ESTADÃO: O diabo à espreita

Leia na íntegra o editorial:

Com Lula enfrentando a maior impopularidade já registrada em seus mandatos e sem ideias novas, resta ao lulopetismo aplicar a máxima de Dilma e ‘fazer o diabo’ para ganhar a eleição

Pesquisa Datafolha divulgada anteontem mostrou uma queda significativa na popularidade do governo do presidente Lula da Silva: 41% dos brasileiros o avaliam negativamente, enquanto apenas 24% o veem de forma positiva. Foram 11 pontos de queda em apenas dois meses, um tombo inédito, segundo o Datafolha, se comparados os três mandatos do petista, confirmando tendência já detectada em janeiro pela Quaest. O declínio é ainda maior justamente entre as pessoas que votaram em Lula: 20 pontos porcentuais. Mas a notícia mais dura para o presidente e o PT é que a queda foi puxada pelos eleitores que até outro dia eram considerados cativos do lulopetismo, isto é, as mulheres, os negros, os nordestinos, os mais pobres e os menos escolarizados.
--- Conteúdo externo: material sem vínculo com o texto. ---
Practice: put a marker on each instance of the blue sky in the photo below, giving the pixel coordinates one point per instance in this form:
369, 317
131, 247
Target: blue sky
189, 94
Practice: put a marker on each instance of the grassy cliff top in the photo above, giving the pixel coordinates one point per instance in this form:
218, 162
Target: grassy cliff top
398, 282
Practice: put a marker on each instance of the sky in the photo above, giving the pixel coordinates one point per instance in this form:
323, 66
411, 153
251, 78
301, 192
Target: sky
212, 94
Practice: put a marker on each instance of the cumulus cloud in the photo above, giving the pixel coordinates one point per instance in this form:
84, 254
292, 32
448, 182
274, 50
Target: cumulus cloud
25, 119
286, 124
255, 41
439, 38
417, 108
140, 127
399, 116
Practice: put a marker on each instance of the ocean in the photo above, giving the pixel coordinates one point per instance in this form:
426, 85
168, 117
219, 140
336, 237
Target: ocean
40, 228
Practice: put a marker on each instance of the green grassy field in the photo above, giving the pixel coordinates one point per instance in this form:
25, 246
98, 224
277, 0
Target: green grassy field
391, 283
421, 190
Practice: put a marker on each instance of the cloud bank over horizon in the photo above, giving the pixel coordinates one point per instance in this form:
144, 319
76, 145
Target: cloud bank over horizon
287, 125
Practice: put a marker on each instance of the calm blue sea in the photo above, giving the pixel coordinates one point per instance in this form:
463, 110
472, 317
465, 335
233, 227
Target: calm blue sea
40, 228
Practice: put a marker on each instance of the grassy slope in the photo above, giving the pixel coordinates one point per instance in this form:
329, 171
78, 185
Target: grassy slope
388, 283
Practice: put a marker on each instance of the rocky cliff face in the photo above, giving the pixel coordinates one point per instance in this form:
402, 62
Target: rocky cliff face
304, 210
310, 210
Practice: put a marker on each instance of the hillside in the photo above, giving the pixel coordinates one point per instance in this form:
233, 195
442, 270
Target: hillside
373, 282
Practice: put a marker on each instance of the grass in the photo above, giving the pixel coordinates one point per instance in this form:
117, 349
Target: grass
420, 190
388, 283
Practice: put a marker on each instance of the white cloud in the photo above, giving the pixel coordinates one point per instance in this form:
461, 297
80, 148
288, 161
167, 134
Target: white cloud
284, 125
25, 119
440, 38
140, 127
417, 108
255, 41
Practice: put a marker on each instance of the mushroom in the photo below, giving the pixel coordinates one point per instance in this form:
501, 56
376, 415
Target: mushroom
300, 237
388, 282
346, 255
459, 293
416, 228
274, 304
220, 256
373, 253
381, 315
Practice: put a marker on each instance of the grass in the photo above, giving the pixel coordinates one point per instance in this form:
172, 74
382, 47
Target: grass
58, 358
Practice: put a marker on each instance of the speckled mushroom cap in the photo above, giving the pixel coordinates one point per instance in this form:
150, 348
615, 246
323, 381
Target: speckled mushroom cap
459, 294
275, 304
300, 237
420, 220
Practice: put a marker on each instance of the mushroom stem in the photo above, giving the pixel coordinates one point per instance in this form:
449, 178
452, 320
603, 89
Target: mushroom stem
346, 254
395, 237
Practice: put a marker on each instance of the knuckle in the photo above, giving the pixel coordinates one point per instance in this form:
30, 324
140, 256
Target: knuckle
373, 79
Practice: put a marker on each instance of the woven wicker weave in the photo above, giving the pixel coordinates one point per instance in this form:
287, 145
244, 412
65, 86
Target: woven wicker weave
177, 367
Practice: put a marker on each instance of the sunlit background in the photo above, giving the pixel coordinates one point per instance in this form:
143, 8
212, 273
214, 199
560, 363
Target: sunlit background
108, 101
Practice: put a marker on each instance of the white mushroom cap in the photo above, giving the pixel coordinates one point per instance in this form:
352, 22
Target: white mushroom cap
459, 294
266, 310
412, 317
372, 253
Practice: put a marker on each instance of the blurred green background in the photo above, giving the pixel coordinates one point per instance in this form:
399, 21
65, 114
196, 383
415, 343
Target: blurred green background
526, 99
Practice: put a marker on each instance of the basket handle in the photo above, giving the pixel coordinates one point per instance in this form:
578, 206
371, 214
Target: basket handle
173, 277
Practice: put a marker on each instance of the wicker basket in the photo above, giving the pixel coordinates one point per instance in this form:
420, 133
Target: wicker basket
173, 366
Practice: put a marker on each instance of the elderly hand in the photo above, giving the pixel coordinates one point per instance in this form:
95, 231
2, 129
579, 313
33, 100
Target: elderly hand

Tais dados não assombram apenas o lulopetismo. Afinal, trata-se da expressão, em números, de incômodos que se aprofundam em parte significativa do País. A base que elegeu Lula em 2022 está frustrada e descontente. A franja da base, isto é, setores que compunham a chamada frente ampla (liberais sociais, progressistas moderados, empreendedores individuais, eleitores não petistas que votaram nele por rejeitar o bolsonarismo), já demonstra insatisfação há meses. Esses movimentos se dão enquanto se constata que o governo é uma soma de atos e resultados medíocres, de uma equipe ministerial disforme e de qualidade duvidosa e de um comando sem clareza de propósitos.

Importam menos, nesse caso, indicadores oficiais positivos, como emprego em baixa e crescimento do PIB em alta, se tais índices não se traduzem em renda suficiente para enfrentar a carestia, sobretudo dos alimentos. O que importa de verdade é que Lula venceu a eleição prometendo picanha e cerveja a preços módicos e não está entregando. Pior, não aparenta ter a menor ideia do que fazer. Não tem um plano nem ideias novas. Só faz reclamar dos outros: do dólar que subiu, dos juros que não caem, dos empresários que não pagam bons salários.

Exegetas do Palácio do Planalto nem sequer podem argumentar que mudanças em curso trarão benefícios no longo prazo. Seria o caso da agenda climática, de mudanças estruturais na educação ou de avanços reais na saúde. Mas Lula não tem como recorrer a esse argumento, pois pouco ou nada tem a exibir nessas frentes. Com efeito, o governo recorre a culpados externos – as fake news, a especulação do mercado financeiro, Donald Trump, a imprensa. E assim, aos poucos, mais do que um quadro de malaise, a insatisfação parece configurar-se como rejeição de fato, uma inquietação cada vez mais aguda com os rumos da gestão. E o mais grave: a percepção de que não só Lula não vem cumprindo promessas de bem-estar, como não tem a menor ideia do que propor ao País.

O pensamento rupestre do PT faz o terceiro mandato se concentrar não na atualização das ideias e iniciativas de governo para atender a novas demandas da população. O elixir lulopetista segue a prescrição do passado, com a conjugação de programas sociais, benefícios de transferência de renda (atualizados sob a forma do Pé-de-Meia, por exemplo), dirigismo na economia, nenhuma atenção a microrreformas que favoreçam o mundo empreendedor e altíssima atenção à militância esquerdista. O resultado é um nível baixíssimo de avaliação líquida, hoje -17 (o saldo entre os 24% que o avaliam positivamente e os 41% que o veem de forma negativa).

Ainda é cedo para dizer se Lula está diante de um fracasso circunstancial ou definitivo. No início do terceiro ano do seu mandato, Jair Bolsonaro exibia -9 de avaliação líquida e quase venceu em 2022. A situação atual é mais grave, mas ainda assim se trata de Lula, um inquestionável líder popular e um prestidigitador experiente na arte eleitoral. Entretanto, indo a sua popularidade ladeira abaixo, pressionado por resultados imediatos e engolfado pela falta de ideias, Lula pode se sentir tentado a aplicar desde já a famosa máxima de Dilma Rousseff, segundo a qual, em eleição, “a gente faz o diabo”.

É onde mora o perigo. Consta que uma ala do PT já pede uma guinada à esquerda – como se o atual governo, perdulário e estatista, já não estivesse suficientemente lá. Mas é claro que, sendo vermelho o diabo, sempre é possível ir além.